Ya see, I couldn’t decide what “volume” to give this. I could just say it’s the “first DC volume” and call it good… but, you know me… if there’s a way to make things more complicated, you can be dang sure I’m going to do it.
Since I don’t want to necessarily preclude us from discussing the Charlton era Beetle books, I’ve decided to do a deep dive into the volume minutia. I concluded that this, the first DC volume of Blue Beetle, is actually Volume 6… I think… I hope.
Anyhoo… let’s get to it!
We open with a rather aggravated Blue Beetle getting ready to take on a bunch of “Cyberpunks”. He’s so annoyed and bored with these geeks, he mentions that he could beat ’em all up… with both arms tied behind his back. When one of the punks suggest he put his money where his mouth is, Ted does just that. He proceeds to pummel the punks, with both arms behind his back!
We see that he only confronted the Cyberpunks because they were hasslin’ an old lady. When Ted goes to check on her, she lashes out and takes a swipe at him with her pocketbook. Ya gotta remember, this issue is a Legends tie-in… and superheroes had lost the trust of the common folk. Ted collects himself, and hops a ride on the Bug before the police show up.
We shift scenes to the home of Angela Revere, an employee of Kord Industries. She’s been stealing little bits and bops from her employer over the past little while for her Uncle David… who we know better as Chronos, the Time Thief! Hey, stop laughing back there. Anyhoo, when Angie starts having second thoughts about this arrangement, he shocks her silly… leaving her “frozen in time”.
Ted returns to his garage, all the while thinking about the damage being done to the superhero community thanks to one G. Gordon Godfrey. As he begins running maintenance on the Bug, he wonders if he’s wasting his time.
We shift scenes to Death Valley, California… where a Geologist named Cassandra Sharp finds herself swept up in a sudden sandstorm. Time passes, and she is discovered by a pair of shadowy folks in a black helicopter. Uh-oh.
Back at Kord, Incorporated… Ted and his assistant, Mel watch the news. What they see is… if I’m honest, a pretty poorly rendered Ronald Reagan. He is delivering a message on an executive order. Costumed superheroes are to “cease their public activities”… which is to say, the heroes have been outlawed!
From here, the report shifts over WHIZ-TV anchor, Gwyneth Tate. She proceeds to conduct an interview with the fella who foments… G. Gordon Godfrey. He rattles off his usual spoo about superheroes not being the best role models… their resorting to violence, yadda yadda yadda. Ted flips the set off.

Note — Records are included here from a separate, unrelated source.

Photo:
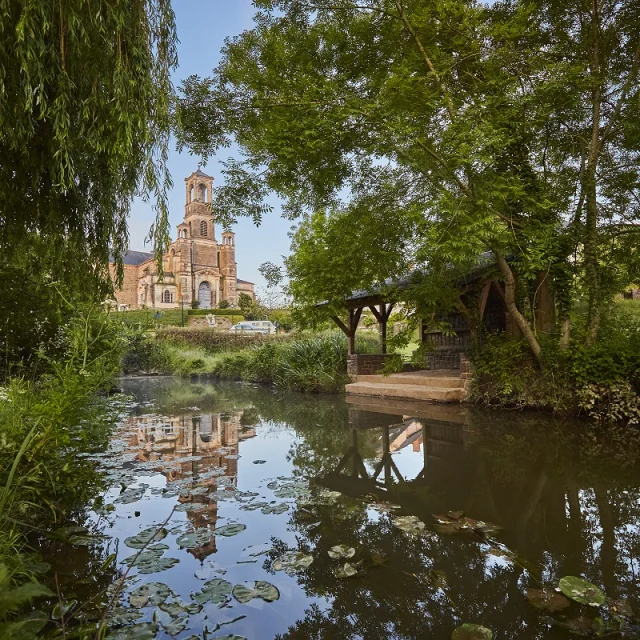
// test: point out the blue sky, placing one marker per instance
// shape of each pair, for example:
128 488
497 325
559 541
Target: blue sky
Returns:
202 27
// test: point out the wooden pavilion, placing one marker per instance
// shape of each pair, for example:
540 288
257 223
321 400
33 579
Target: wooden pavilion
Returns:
482 297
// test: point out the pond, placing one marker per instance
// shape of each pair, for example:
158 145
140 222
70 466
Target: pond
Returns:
236 511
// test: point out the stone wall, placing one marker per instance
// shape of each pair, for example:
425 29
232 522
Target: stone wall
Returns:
366 364
129 292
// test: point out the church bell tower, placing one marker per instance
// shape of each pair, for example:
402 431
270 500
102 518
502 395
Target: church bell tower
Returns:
197 210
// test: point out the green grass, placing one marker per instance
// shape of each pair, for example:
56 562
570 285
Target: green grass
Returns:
173 317
308 362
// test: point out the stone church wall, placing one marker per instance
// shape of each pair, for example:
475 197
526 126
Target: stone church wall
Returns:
129 292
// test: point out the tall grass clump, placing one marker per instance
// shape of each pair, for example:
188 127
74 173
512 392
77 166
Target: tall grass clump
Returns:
307 363
45 422
600 381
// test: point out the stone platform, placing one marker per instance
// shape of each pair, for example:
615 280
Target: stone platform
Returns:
433 386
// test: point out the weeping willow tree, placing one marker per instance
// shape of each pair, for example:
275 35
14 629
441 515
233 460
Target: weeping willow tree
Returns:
85 95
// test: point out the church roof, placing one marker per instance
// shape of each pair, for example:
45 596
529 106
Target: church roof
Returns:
136 257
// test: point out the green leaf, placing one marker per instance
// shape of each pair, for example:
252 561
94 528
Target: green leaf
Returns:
472 632
229 530
142 631
139 541
341 551
582 591
194 539
292 562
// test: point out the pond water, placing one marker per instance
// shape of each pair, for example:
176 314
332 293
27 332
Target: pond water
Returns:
249 513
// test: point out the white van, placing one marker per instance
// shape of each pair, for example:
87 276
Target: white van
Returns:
262 324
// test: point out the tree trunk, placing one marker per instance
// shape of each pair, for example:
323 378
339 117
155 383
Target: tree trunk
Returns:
510 302
565 334
592 274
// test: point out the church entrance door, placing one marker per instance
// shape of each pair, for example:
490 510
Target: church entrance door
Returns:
204 295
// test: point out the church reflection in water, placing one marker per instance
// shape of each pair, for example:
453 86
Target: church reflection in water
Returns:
199 449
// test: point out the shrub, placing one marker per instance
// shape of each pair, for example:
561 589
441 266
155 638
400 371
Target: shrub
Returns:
315 362
217 312
601 381
214 341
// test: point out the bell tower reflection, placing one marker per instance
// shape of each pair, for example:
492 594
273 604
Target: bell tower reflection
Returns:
198 451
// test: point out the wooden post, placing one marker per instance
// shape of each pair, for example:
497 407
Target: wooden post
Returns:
382 316
383 329
545 312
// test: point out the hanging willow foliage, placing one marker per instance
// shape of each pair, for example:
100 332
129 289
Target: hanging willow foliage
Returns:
85 96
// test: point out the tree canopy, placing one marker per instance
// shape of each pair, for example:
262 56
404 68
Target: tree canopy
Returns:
85 97
419 134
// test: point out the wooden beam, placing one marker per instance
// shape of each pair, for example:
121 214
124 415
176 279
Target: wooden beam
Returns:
376 313
383 328
341 324
498 288
484 296
354 318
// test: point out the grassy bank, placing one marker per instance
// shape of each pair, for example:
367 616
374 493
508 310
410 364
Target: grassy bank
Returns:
306 362
45 423
601 381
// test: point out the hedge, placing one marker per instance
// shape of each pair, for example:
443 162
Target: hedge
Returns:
216 312
215 341
173 317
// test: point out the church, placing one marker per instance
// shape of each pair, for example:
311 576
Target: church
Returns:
196 267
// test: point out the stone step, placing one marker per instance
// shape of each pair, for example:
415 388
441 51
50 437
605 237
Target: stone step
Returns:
442 381
412 391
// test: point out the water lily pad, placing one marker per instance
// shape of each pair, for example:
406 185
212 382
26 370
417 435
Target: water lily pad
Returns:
286 492
582 591
409 524
122 616
341 551
128 496
275 508
141 631
346 571
216 591
472 632
62 609
178 609
194 539
547 599
32 623
454 523
198 491
229 529
254 506
292 562
263 590
189 506
175 627
150 594
146 536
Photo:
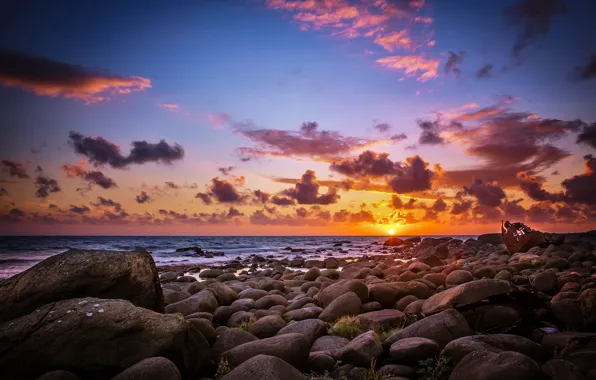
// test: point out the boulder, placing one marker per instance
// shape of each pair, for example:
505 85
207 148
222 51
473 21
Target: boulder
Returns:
150 369
293 348
486 365
346 304
459 348
442 328
267 327
466 294
412 350
264 367
97 339
76 273
333 291
203 301
229 338
312 329
362 350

Mel’s a bit annoyed… she wanted to hear more of what Godfrey had to say. Ted’s… well, Ted’s pretty annoyed himself. He wonders what might be in store for he and the rest of the superhero community if the President sticks to his guns.
We shift scenes back to Chronos. He’s got a pair of nudnicks loading a box truck full of clocks. When one of them suggests they get a cut’a da action… and threatens to spill the beans if they don’t… Chronos, well… Cronos kills them. Whoops. What a stupid way to die… impaled by a clock hand.
After a stop at the Kord Metallurgy Lab, where… something happens… we hop over to the Chicago Police Department, where officers Fisher and Frank argue about the President’s superhero ban. It gets heated quick… and actually feels like the way people usually discuss real-world politics.
Back at Kord, Ted is informed that Angie Revere hasn’t shown up for work. This is quite unlike her, and therefore raises some concern. Despite Mel’s arguing, he decides to head out for a breath of fresh air to check in on her.
Next stop for us… Pago Island, where a fella named Conrad Carapax is trying to dig himself out of a collapsed tunnel. During this dig, he comes across a steel door. Inside that door… a red suit of armor?!
Back in civilization, Ted arrives at the Revere home. Worth noting, Ted’s convertible is… kinda precious! I mean, dude barely fits in the thing! When there’s no answer at the door, Ted decides to do a little reconnaissance work… and, ya know… peek through the windows. He sees Angie all frozen in time, and busts in to check on her.
Once he’s able to shake her back to her senses, she comes clean about stealing Kord Industries equipment… and continues to reveal that the equipment was used by her Uncle to create a weapon.
We wrap up with the reveal (to Ted, anyway) that Angie’s Uncle is actually Chronos, the Time Thief. Ted realizes that, superhero ban or not, the Blue Beetle is about to be back in action!
If you’ve taken PSY101, you’re probably familiar with the concept of “transference”… oversimplified, it’s when you assign attributes to a person because they remind you of someone else. It could be due to looks, or quirks… whatever the case, you find yourself imposing unfair expectations on them. That’s kinda how I feel whenever I read a non-bwah-ha-ha appearance of Ted Kord.
Yeah, it’s not exactly transference, since… this is still Ted Kord… but, due to his depiction in the JLI, I cannot help to expect a silly story whenever I see him. It’s an unfair expectation, sure… but, it’s always my first instinct.
That being said… this was definitely a story with a more serious tone… and despite it not being “bwah-ha-ha silly”, I loved it! It’s been ages since I’ve taken a look at Legends, and issues like this remind me why I really ought to prioritize a reread of the event in the near future.
We’ve got Ted caught between a rock and a hard place here. If he stands down and complies with Reagan’s superhero ban… Chronos stands to get into some pretty bad stuff. If he rises up as the Beetle… well, that puts him at odds with the United States Government… which could leave him in an even stickier spot. It’s really well done.
The art here is also really well done. Cullins is like a near perfect blend of comic book and cartoon… I find his style to be a great fit for this book.
All told, this was a great time. Even if your only frame of reference for Blue Beetle is of the more lighthearted “bwah-ha-ha” sort (like mine was), there is still a whole bunch to dig here. This story has been collected in SHOWCASE Presents: Blue Beetle and is available digitally.
0 thoughts on “Blue Beetle (vol.6) #9 (1987)”
That feeling is perfectly understandable if you're reading JLI first, his solo series would seem odd. It was even odder in 1987 when kids like me would read his solo series and then see him portrayed as a big goof in JLI. I loved his solo series and was sad it was cancelled so soon. And as far as Legends tie-in's goes this was one of the better one's.
It's been a long while since I've hankered in for a look at the Legends tie-ins, but I have a sneaking suspicion that you're right about this being one of the better ones! It actually deals with the restriction/ban in a way that doesn't come across as forced.
It is pretty interesting how DC portrayed Ted two very different ways between his solo and JLI… it's almost like the Justice League Embassy had laughing gas pumped into it or something!